Les Barbares s’étaient répandus et établis dans l’Europe entière et dans l’Afrique du Nord. Leur mélange

avec les populations allogènes fit des peuples nouveaux chez qui les caractéristiques des races primitives se fondirent de plus en plus, et produisit une civilisation nouvelle dont la formation fut plus ou moins précoce et rapide, suivant que la paix le permit. Les Barbares avaient généralement les qualités et les défauts des peuples primitifs et, sauf les Arabes, ils n’avaient apporté aucune forme de civilisation ; au contraire. Bien que venus de l’Orient, ils ne furent nullement les messagers de sa lumière – ce rôle glorieux fut dévolu aux Arabes ; – ils ne la perçurent et ne la sentirent que plus tard, lorsque leur assimilation aux peuples conquis les eut assagis et leur eut fait prendre contact avec cette générosité de pensée et ce sentiment de la beauté répandus dans le monde antique par la Grèce, après les avoir reçus elle-même de l’Asie. Les Barbares furent surtout des vainqueurs préoccupés d’affermir leur domination. Ces hommes de la nature d’une rusticité primitive et à la fois candides et féroces, se corrompirent vite dans la corruption de l’empire continuée par celle de l’Église. Leur défaut de culture intellectuelle était trop conforme aux intérêts de cette dernière pour qu’elle ne se servît pas habilement d’eux. Après avoir appelé elle-même leurs invasions contre l’empire, elle leur donna l’absolution de leurs turpitudes. Ils ne se firent que mieux ses complices. C’est grâce a elle que, durant le moyen âge, puis dans les temps modernes :

« Le crime heureux fut juste et cessa d’être crime » comme dans l’antiquité. Ses prêtres ayant accepté de donner à Constantin l’absolution refusée par les prêtres païens, il se fit baptiser et fut ainsi le premier empereur chrétien. L’Église, cynique, en fit de plus un saint ! Dans les mêmes conditions, elle a absous aussi Clovis et sa femme Clotilde – faisant de celle-ci une de ses saintes les plus honorées – malgré les crimes de ce couple d’aventuriers barbares ; mais ils avaient accepté le baptême et elle les avait sacrés rois de France. Elle devait ainsi absoudre tous les criminels, pourvu qu’ils fussent puissants et la fissent participer aux avantages de leur puissance. « Protectrice des faibles », elle fut toujours avec les forts si méprisables fussent-ils. Elle justifia l’esclavage et le servage, la guerre et le pillage, pourvu qu’elle y eût sa part, celle du lion le plus souvent. En échange de cette part, elle disait : « Dieu permet aux rois de tuer ceux qui refusent de payer l’impôt », et les rois lui laissaient poursuivre les hérétiques et les tuaient pour elle. Elle associa ainsi, pour les siècles à venir, la fourberie du spirituel à la violence du temporel, l’imposture de sa cléricature à l’iniquité des laïques indignes. La croix s’allia au sabre au nom de cette morale exécrable qui justifie le « crime heureux » et qui demeurera celle de tous les gouvernements, tant qu’ils ne seront que des moyens d’exploitation humaine.

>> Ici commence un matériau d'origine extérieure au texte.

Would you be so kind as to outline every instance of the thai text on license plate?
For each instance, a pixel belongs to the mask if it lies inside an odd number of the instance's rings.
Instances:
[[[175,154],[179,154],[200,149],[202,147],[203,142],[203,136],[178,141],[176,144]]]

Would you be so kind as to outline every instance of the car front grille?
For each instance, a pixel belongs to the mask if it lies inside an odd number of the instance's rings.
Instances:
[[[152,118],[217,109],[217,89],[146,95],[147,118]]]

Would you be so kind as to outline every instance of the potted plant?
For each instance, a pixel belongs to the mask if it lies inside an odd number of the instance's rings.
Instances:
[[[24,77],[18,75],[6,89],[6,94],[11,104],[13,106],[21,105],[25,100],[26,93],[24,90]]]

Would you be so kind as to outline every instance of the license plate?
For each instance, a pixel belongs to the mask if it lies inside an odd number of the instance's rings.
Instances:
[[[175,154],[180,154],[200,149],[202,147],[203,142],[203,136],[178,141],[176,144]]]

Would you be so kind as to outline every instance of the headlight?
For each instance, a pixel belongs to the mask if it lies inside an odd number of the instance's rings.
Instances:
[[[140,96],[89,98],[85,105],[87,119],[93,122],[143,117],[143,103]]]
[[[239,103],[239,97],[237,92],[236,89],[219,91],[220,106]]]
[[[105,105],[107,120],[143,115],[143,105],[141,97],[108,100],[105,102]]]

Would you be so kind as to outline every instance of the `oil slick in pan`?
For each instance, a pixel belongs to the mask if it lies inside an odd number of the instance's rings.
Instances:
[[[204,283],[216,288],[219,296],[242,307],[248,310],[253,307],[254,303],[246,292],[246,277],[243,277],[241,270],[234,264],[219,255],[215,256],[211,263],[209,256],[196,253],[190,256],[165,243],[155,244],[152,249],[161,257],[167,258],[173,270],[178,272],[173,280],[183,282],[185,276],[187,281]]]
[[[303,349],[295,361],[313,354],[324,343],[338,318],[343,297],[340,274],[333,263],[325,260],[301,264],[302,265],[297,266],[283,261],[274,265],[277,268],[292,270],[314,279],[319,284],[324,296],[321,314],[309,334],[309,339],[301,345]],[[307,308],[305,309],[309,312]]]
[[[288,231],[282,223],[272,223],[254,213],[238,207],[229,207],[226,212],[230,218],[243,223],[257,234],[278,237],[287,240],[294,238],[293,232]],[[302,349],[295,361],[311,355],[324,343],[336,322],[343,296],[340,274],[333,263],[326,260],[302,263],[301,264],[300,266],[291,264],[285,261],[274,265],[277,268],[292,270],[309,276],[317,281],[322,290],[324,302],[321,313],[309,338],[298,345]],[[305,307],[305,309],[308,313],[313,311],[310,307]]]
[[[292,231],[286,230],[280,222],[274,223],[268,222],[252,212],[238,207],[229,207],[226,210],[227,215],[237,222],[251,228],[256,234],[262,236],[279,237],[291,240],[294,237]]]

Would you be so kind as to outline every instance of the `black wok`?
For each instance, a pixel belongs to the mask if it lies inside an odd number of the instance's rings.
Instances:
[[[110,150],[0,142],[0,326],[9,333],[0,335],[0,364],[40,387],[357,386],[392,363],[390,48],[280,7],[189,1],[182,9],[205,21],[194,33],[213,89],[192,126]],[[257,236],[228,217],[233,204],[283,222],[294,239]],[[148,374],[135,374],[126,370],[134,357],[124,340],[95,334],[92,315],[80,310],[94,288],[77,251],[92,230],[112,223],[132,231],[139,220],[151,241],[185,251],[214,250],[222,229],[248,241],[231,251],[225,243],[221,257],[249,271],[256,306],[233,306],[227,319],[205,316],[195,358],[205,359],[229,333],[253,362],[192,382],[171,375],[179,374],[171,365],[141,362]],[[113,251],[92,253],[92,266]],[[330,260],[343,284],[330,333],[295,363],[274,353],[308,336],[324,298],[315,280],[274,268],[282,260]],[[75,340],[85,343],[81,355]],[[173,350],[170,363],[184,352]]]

On comprend comment, grâce aux Barbares et à l’Église, le moyen âge a été « l’époque la plus triste de l’humanité » (J. Andrieu), et quelle lutte incessante, désespérée, l’idée de liberté demeurée au cœur des hommes asservis, l’esprit de civilisation enseveli sous les ruines du monde antique sauvagement amoncelées, le sens de l’éternelle beauté de la vie en renouvellement perpétuel, la soif de science, de progrès et de bonheur, durent soutenir contre le pacte d’ignorantisme, de fanatisme, d’asservissement et de mort formé par ces puissances. Ce n’est pas que l’Église et les grands furent toujours d’accord ; ils se firent au contraire une guerre féroce. Ils ensanglantèrent le monde de leurs querelles pendant quinze siècles, mais ils finirent toujours par s’entendre sur le dos des peuples, payant de leur liberté et de leur vie le lourd tribu des famines, des épidémies, des combats, des conquêtes et des annexions de territoires.